Recursive Variance

Question

What will be the distribution or features about the following $x$?

$x=\mu+\epsilon$

where $\epsilon\sim N(0,x^{-1})$.

It seems interesting in econometrics if we allow $x$ being a time series and $x_t\sim N(\mu,x_{t-1}^{-1})$ which is called autoregressive conditional heteroskedasticity. But what if we cancel $t$ and make it purely recursive?

Answer 1

With trial answers to some of the questions in my own comment, suppose we begin the time series at $t = 1$ with $X_1 = \mu = 50$ and that the SD of the normal distribution is $1/X_{t-1}$.

Then the iteration seems to converge quickly to $Norm(\mu = 50,\; \sigma = 1/\mu = 1/50).$ Similarly for $\mu=5$. A According to a Kolmogorov-Smirnov goodness-of-fit test the simulated data are consistent with a normal distribution with these parameters. The first 5000 simulated observations are also consistent with a normal distribution according to a Shapiro-Wilk test. A plot of autocorrelations shows no significant autocorrelations up to lag 40.

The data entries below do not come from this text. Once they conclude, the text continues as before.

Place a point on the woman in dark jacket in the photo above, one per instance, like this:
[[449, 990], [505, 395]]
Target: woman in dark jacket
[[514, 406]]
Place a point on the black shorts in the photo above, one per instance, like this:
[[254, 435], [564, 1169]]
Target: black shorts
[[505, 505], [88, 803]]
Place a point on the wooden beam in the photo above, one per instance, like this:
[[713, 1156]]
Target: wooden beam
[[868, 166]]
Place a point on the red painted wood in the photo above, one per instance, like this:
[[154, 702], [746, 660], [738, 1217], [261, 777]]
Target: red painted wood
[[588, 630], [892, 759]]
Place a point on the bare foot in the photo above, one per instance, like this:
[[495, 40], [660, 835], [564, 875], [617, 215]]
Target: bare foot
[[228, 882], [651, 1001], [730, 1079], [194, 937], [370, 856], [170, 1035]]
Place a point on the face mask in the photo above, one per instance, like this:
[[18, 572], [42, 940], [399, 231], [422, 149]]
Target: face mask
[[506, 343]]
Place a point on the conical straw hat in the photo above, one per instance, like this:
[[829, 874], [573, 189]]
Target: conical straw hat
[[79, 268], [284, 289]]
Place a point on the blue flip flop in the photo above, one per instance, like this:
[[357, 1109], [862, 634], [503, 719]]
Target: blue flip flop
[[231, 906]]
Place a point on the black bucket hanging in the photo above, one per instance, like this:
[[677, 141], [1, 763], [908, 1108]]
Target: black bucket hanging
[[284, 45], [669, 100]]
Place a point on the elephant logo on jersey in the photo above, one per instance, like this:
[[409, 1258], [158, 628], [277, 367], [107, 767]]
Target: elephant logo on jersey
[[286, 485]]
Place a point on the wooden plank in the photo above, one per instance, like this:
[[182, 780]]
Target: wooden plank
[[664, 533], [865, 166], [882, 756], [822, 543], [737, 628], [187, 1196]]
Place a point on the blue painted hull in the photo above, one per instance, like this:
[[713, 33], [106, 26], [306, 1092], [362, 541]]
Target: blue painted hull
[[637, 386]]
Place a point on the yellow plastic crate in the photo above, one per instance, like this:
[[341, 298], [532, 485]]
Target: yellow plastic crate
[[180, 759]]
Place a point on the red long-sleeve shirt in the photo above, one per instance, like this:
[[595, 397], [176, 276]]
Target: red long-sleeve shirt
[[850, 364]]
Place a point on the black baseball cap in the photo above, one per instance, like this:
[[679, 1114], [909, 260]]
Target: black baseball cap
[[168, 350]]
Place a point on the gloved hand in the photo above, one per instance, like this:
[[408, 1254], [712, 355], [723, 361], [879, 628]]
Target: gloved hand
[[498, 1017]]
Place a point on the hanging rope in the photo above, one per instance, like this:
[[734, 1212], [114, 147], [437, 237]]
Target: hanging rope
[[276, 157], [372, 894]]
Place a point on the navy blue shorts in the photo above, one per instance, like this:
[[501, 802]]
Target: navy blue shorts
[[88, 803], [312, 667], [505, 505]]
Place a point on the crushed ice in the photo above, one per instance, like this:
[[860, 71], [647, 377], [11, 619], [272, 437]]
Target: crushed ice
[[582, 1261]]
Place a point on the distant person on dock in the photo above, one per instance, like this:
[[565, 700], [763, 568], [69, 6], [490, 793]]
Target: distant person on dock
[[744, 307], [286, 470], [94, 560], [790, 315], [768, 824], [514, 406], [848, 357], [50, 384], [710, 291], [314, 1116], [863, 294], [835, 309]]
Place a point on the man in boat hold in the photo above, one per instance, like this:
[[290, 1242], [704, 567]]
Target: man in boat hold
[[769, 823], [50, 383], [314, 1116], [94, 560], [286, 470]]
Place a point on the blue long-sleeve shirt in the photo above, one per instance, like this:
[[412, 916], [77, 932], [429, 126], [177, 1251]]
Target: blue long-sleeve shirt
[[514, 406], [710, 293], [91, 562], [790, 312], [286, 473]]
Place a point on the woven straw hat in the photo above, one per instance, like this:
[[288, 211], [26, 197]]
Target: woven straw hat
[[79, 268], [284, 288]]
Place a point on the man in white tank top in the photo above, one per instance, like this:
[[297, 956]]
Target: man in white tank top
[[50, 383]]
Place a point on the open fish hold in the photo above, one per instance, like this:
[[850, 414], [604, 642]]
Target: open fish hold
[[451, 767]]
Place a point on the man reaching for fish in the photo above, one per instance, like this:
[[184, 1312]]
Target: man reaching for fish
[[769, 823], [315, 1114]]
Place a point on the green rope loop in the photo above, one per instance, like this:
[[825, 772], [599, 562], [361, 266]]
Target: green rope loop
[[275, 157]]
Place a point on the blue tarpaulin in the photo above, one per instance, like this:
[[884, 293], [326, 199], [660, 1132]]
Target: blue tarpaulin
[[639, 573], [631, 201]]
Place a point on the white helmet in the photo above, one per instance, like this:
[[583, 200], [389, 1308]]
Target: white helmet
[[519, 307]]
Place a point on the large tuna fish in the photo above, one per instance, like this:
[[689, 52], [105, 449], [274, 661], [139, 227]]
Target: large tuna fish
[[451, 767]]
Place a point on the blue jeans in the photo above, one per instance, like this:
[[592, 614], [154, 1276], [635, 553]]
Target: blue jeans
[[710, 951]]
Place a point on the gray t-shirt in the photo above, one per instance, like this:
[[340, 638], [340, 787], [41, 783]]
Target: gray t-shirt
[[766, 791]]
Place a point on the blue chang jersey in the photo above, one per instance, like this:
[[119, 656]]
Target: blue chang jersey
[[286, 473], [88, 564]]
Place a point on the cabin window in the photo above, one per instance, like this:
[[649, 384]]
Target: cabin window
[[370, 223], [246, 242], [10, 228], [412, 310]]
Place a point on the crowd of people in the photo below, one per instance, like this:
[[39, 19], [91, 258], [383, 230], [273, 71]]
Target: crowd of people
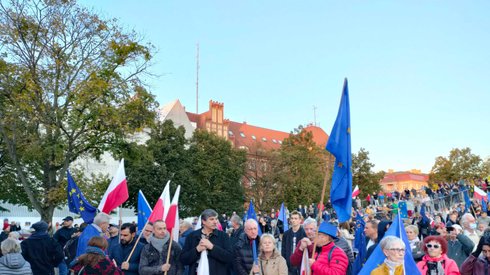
[[444, 234]]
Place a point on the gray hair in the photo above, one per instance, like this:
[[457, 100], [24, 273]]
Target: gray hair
[[207, 214], [236, 219], [102, 218], [10, 245], [388, 242], [310, 221]]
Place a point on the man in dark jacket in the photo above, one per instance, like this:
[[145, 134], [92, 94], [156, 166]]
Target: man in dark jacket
[[154, 255], [62, 236], [42, 251], [120, 252], [243, 250], [290, 240], [215, 242]]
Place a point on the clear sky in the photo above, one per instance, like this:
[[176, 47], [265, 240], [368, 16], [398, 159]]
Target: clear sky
[[418, 71]]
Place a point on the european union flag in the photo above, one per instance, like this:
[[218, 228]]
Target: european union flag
[[144, 211], [339, 145], [252, 215], [282, 217], [377, 257], [359, 244], [77, 202]]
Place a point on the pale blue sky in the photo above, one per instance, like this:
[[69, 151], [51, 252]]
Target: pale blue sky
[[418, 71]]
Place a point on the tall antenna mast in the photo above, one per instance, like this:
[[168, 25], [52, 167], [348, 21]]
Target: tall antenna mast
[[314, 115], [197, 80]]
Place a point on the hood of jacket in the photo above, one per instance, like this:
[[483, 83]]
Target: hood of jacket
[[13, 261]]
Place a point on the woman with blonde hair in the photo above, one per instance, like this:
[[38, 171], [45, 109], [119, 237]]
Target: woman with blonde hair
[[270, 261], [94, 261]]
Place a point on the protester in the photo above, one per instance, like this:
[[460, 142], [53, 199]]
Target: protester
[[477, 264], [12, 261], [435, 260], [394, 250], [120, 251], [42, 251], [270, 262], [328, 262], [154, 254], [207, 245], [97, 228], [94, 260], [291, 238]]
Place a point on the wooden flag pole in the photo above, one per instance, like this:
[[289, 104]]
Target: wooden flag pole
[[169, 248], [320, 211], [137, 240]]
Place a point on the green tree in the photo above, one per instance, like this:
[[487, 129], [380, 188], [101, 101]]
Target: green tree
[[300, 169], [363, 175], [461, 164], [70, 87]]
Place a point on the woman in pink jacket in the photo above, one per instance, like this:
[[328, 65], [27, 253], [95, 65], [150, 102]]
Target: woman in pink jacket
[[435, 260]]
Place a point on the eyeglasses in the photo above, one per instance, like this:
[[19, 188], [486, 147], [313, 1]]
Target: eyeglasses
[[399, 250], [435, 246]]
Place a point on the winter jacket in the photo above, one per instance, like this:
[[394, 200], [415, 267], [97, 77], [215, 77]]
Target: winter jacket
[[42, 252], [219, 257], [450, 266], [287, 248], [385, 270], [14, 263], [103, 266], [275, 265], [459, 249], [243, 254], [475, 266], [151, 260], [120, 253], [336, 266]]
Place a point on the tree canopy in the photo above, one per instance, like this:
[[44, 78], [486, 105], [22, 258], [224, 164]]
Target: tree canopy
[[70, 86]]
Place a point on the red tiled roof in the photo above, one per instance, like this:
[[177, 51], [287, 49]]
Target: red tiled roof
[[404, 176]]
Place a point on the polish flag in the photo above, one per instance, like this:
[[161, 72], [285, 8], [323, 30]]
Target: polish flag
[[480, 194], [117, 192], [172, 219], [305, 264], [356, 191], [161, 207]]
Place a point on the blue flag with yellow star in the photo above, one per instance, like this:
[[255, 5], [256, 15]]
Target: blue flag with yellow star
[[144, 211], [77, 202], [339, 146]]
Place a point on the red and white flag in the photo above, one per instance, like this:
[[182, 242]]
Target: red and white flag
[[356, 191], [480, 194], [117, 192], [161, 207], [305, 264], [172, 219]]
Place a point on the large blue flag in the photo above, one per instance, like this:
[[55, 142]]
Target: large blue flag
[[359, 244], [77, 202], [377, 257], [283, 217], [252, 215], [144, 211], [339, 145]]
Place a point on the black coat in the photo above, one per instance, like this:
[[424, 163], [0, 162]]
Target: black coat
[[42, 252], [219, 257], [243, 255]]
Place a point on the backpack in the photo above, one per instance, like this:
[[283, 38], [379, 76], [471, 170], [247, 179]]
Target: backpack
[[349, 265], [70, 250]]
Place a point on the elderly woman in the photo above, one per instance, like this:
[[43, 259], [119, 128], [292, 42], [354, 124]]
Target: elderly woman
[[394, 250], [270, 261], [12, 262], [435, 260], [415, 243], [476, 263]]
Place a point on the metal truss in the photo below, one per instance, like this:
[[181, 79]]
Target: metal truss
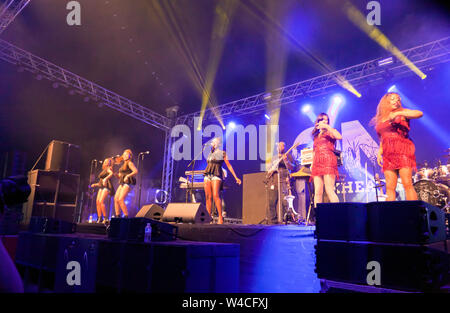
[[167, 176], [9, 10], [44, 69], [370, 72]]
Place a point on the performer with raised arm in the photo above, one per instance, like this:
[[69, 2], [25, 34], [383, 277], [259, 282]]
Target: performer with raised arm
[[275, 178], [213, 181], [127, 179], [324, 168], [105, 188], [397, 151]]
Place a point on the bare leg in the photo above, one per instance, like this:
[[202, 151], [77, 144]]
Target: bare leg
[[329, 181], [104, 195], [208, 195], [216, 195], [123, 195], [406, 177], [391, 183], [99, 205], [116, 201], [318, 190]]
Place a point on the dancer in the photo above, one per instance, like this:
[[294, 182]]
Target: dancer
[[397, 152], [105, 188], [213, 181], [127, 179], [324, 169]]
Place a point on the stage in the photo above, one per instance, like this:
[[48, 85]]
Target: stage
[[273, 258]]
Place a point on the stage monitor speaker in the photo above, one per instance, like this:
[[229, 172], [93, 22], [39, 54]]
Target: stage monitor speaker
[[254, 198], [63, 157], [342, 221], [195, 213], [415, 222], [407, 267], [153, 211]]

If my choices are at all realistic in your situation, it seems to me that the univariate version of this idea must be simply $X \sim Norm(\mu, 1/\mu).$

Below is a simulation in R (ACF plot not shown):

 mu = 50;  m = 10^4;  x = numeric(m);  x[1] = mu
 for(t in 2:m) x[t] = rnorm(1, mu, 1/abs(x[t-1]))
 mean(x);  sd(x)
 ## 49.99985
 ## 0.02007789

 ks.test(x, pnorm, mu, 1/mu)

 One-sample Kolmogorov-Smirnov test:  data:  x 
 D = 0.0082, p-value = 0.5055      # consistent with NORM(50, 1/50)
 alternative hypothesis: two.sided 

 shapiro.test(x[1:5000])

 Shapiro-Wilk normality test:  data:  x[1:5000] 
 W = 0.9996, p-value = 0.4416      # consistent with normal